Een metropool (Oudgrieks μήτηρ mētēr = moeder, πόλις pólis = stad) is een agglomeratie bestaande uit een zeer grote stad met de bijgelegen stedelijke gebieden, waaronder voorsteden. Ook bevat deze het perifere ommeland daaromheen dat niet per se stedelijk is, maar waarvan de inwoners aan de stad zijn verbonden door werk of winkelgelegenheden. Dit ommeland wordt forensengebied genoemd. Het aantal inwoners van een metropool kan daardoor beduidend groter zijn dan dat van de stad zelf. De overtreffende trap van een metropool is een megalopool.
Metropool is afgeleid van het Griekse woord metropolis en betekent moederstad. Een dergelijke stad vormt het middelpunt van een regio op politiek, wetenschappelijk, cultureel en sociaal niveau. Bekende voorbeelden van metropolen zijn Londen, Parijs, Tokio, Shanghai en New York.

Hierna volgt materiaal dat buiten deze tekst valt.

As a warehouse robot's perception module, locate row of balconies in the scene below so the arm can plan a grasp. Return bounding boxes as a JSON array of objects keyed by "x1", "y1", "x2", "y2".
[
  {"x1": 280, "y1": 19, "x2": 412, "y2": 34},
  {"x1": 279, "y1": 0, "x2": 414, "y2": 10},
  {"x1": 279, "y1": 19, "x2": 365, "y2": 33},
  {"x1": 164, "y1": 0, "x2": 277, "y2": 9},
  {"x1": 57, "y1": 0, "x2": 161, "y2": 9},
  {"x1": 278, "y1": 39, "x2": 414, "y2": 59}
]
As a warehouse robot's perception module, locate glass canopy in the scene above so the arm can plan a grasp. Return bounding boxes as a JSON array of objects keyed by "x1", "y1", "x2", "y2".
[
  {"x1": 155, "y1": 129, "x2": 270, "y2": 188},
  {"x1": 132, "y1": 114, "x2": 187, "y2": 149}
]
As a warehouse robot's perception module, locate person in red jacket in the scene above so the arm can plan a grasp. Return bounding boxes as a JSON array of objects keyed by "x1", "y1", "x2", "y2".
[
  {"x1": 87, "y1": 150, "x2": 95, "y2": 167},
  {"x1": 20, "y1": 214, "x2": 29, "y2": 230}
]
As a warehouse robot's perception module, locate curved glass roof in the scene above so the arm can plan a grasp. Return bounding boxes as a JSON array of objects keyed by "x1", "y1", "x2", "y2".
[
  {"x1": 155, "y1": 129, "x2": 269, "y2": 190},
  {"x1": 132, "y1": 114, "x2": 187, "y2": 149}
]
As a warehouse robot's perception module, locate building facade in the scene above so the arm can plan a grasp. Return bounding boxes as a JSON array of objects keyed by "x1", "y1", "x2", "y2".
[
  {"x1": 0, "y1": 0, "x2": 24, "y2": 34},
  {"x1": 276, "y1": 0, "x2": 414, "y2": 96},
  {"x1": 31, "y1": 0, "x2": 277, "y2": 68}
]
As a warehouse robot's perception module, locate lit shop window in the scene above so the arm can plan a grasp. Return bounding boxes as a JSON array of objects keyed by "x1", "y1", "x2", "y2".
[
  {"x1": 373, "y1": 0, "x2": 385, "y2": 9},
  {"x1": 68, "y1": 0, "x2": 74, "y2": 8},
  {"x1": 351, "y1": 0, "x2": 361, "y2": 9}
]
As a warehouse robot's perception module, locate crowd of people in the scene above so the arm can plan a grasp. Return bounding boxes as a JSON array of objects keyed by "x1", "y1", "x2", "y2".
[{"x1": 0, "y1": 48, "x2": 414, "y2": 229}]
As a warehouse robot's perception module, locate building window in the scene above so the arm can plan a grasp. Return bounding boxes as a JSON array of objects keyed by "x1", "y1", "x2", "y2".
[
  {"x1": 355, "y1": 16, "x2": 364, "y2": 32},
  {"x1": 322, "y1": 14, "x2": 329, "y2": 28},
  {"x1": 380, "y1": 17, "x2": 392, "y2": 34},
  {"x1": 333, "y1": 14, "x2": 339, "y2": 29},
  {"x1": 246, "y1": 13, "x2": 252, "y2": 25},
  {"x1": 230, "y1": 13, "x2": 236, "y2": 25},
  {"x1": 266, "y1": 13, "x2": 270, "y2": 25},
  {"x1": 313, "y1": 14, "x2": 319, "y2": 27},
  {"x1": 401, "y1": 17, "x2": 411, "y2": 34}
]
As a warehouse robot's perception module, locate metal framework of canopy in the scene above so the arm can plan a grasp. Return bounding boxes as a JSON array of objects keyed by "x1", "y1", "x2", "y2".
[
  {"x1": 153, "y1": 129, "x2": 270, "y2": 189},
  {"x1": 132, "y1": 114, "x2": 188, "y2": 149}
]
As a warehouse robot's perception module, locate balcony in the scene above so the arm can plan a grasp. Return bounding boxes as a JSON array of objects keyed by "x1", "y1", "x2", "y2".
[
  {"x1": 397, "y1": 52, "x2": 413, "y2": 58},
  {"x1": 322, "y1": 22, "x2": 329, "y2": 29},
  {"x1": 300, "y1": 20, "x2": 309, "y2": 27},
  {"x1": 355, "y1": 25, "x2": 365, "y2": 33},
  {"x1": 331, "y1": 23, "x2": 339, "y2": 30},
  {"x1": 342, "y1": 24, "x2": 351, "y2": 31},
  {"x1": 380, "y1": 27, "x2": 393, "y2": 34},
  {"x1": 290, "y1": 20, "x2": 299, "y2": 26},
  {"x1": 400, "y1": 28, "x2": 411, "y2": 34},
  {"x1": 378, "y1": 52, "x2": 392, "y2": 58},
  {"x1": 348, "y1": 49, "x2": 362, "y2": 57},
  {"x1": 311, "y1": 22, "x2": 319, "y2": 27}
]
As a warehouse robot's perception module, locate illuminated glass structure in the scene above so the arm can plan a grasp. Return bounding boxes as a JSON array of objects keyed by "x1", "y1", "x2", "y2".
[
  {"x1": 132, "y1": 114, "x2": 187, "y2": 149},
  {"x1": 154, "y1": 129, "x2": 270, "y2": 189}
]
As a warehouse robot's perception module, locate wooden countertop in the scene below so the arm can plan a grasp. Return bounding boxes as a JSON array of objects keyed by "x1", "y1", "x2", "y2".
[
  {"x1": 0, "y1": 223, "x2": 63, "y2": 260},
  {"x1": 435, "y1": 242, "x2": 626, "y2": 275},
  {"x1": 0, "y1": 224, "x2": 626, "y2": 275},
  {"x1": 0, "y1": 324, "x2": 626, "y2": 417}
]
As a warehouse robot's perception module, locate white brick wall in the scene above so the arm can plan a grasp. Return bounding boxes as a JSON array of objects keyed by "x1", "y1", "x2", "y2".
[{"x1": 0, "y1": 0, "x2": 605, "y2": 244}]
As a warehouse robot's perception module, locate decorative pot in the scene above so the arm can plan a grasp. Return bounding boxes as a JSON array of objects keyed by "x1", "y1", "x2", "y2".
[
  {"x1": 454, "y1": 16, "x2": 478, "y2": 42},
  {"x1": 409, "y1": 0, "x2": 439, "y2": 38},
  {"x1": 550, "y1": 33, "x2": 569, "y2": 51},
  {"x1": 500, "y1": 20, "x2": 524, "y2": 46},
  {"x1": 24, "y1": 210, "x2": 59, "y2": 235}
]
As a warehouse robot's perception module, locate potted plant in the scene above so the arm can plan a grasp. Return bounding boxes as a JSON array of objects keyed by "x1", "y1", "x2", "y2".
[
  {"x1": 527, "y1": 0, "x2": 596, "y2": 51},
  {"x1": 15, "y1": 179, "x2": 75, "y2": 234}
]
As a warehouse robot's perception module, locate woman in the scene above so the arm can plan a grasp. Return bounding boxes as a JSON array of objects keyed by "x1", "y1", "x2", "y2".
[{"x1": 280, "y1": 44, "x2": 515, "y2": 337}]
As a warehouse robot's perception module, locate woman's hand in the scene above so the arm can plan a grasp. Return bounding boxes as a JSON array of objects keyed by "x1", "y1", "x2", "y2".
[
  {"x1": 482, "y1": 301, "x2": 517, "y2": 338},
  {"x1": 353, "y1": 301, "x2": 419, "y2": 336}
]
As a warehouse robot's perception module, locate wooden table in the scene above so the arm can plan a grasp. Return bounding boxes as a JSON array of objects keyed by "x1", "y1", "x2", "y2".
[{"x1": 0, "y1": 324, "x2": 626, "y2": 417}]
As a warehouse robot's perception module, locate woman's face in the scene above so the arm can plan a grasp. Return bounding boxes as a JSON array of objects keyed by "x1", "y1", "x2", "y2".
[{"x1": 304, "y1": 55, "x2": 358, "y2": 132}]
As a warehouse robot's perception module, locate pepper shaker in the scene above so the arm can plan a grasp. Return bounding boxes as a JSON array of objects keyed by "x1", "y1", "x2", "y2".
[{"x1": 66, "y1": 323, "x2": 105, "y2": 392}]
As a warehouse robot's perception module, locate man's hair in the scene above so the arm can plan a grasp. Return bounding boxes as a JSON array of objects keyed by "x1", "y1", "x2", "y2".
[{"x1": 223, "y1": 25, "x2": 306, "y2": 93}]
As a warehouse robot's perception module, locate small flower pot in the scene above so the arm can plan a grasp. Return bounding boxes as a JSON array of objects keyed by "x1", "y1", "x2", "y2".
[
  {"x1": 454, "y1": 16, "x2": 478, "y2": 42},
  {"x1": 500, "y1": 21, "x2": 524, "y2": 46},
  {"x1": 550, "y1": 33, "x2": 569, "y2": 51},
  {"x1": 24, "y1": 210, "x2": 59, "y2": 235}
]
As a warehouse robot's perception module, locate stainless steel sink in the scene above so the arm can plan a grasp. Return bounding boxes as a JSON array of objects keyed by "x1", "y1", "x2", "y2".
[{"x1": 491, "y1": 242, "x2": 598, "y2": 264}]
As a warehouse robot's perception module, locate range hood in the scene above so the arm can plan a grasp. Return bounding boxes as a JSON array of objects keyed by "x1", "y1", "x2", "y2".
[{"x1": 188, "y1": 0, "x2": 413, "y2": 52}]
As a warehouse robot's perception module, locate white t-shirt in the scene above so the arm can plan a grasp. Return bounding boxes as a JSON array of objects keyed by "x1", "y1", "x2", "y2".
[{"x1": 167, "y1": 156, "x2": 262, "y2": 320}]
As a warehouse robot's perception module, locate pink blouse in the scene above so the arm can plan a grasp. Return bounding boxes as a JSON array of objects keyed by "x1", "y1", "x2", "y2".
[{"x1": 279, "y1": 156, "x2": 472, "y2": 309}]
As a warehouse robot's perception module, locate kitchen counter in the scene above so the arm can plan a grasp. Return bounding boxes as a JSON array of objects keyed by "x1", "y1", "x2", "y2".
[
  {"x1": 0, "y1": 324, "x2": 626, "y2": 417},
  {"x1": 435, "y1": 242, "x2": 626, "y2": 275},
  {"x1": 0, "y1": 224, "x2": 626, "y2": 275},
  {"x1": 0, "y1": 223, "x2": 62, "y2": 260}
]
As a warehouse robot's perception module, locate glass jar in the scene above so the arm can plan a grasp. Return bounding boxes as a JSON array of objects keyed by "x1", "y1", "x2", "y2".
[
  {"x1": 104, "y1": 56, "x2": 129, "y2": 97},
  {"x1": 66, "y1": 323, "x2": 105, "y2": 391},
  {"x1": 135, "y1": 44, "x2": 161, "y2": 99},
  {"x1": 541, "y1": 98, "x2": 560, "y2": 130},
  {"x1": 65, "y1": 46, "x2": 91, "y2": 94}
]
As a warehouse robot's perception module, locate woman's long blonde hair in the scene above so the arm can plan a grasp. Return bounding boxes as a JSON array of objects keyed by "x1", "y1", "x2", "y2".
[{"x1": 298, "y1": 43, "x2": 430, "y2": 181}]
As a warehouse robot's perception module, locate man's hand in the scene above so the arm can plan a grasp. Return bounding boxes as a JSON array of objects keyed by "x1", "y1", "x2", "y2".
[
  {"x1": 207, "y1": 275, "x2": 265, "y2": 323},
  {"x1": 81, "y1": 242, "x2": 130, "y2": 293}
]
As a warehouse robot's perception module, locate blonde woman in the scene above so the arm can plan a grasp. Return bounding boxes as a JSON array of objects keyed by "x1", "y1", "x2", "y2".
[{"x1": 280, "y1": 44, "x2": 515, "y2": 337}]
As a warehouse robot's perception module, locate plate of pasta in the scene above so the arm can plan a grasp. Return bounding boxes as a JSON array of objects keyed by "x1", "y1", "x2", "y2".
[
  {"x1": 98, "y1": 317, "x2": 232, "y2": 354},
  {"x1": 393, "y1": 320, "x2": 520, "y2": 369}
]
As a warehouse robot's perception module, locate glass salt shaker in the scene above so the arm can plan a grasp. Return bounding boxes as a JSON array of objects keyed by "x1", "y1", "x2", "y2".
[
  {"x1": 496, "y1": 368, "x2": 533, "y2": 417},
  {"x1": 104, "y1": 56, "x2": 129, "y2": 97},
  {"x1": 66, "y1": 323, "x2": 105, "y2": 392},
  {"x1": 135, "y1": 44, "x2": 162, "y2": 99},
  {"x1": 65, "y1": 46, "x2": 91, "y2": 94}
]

De aanduiding metropool en wereldstad worden synoniem aan elkaar gebruikt. Metropolen zijn stedelijke gebieden met meer dan 1 miljoen inwoners. Het woord metropool wordt, in tegenstelling tot het woord wereldstad, dat internationaal als absoluut begrip wordt gebruikt, ook relatief gebruikt om de relatie van een stad met de omliggende omgeving aan te geven. Voorbeeld: Groningen de metropool van het noorden. Het begrip metropool wordt gebruikt om steden aan te geven waar een bepaalde activiteit of bedrijventak veel voorkomt, zoals kunstmetropool of financiële metropool.
Metropolisering is de stijging in de concentratie van wetenschap, politiek of cultuur binnen een gebied of stad, zoals de politieke metropolisering van Brussel. Met dit begrip wordt soms verstedelijking aangeduid.